Baseada em uma tradução alemã, por Hedwig Lachmann, da peça homônima de Oscar Wilde, que a escreveu originalmente em francês (o próprio Strauss elaborou, em 1930, uma versão alternativa da obra com texto em francês, baseado no original de Wilde), Salomé explicita, do argumento bíblico, um erotismo que, ali, se encontra apenas velado. Na Dança dos sete véus, por exemplo, a personagem-título da ópera realiza uma dança em que se despe lentamente em frente a Herodes até quedar-se nua. Marie Wittich, a cantora que estava a cargo do papel principal da estreia em 1905, recusou-se a realizá-la, tendo que ser substituída por uma dançarina.

 

Strauss explora em Salomé artifícios então muito modernos para a estruturação musical: o uso da bitonalidade, por exemplo.
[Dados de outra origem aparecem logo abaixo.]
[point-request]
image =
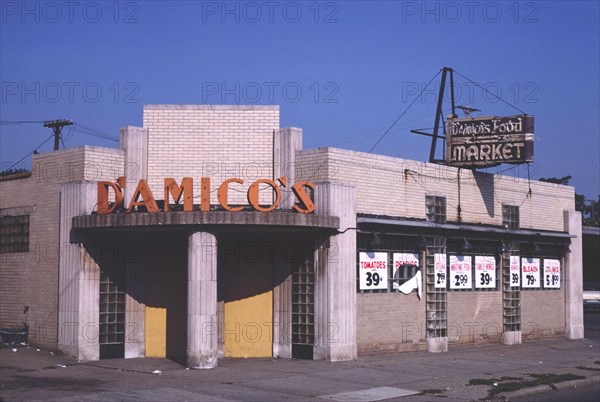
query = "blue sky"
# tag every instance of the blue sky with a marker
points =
(342, 71)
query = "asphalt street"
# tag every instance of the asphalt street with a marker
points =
(532, 371)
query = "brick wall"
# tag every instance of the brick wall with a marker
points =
(474, 317)
(219, 142)
(397, 187)
(31, 278)
(389, 322)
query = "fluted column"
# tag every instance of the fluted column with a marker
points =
(335, 276)
(202, 330)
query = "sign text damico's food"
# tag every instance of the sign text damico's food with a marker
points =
(186, 190)
(489, 141)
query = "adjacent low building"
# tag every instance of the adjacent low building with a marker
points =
(212, 233)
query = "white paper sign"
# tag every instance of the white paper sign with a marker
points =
(552, 274)
(440, 271)
(404, 258)
(530, 272)
(485, 272)
(372, 271)
(515, 271)
(460, 272)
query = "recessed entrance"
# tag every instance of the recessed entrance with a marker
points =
(112, 312)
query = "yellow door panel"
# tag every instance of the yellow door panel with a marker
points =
(156, 332)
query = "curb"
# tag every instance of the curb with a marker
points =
(545, 387)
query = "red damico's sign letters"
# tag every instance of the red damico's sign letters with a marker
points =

Ademais, o emprego, aqui, da dissonância, revela uma despreocupação com a causalidade e, com isso, um afastamento da tonalidade e uma aproximação das experiências mais arrojadas de seus contemporâneos, o que causou, em suas primeiras plateias, assombro e choque. A Dança dos sete véus, que recupera o episódio bíblico em que Salomé dança para Herodes e cujo desfecho é a decapitação de João Batista, é “pintada” musicalmente por Strauss com certos orientalismos que não fazem senão ambientar a cena em seu respectivo cenário.

 

É curioso e relevante o fato de que esse trecho orquestral da ópera somente foi concluído depois de o corpus da ópera ter sido elaborado: a Dança dos sete véus parece ter sido composta em agosto de 1905, ao passo que o restante da obra data aparentemente de junho do mesmo ano. Isso revela não apenas o impacto dramático que a cena tem no contexto da ópera, mas, sobretudo, a importância que Strauss lhe confere. Esse trecho orquestral se mostra, portanto, relativamente autônomo do ponto de vista musical e, assim, sua desvinculação do espetáculo cênico mostra-se não apenas legítima, mas importante, por si só.

 

Moacyr Laterza Filho
Pianista e cravista, Doutor em Literaturas de Língua Portuguesa, professor da Universidade do Estado de Minas Gerais e da Fundação de Educação Artística.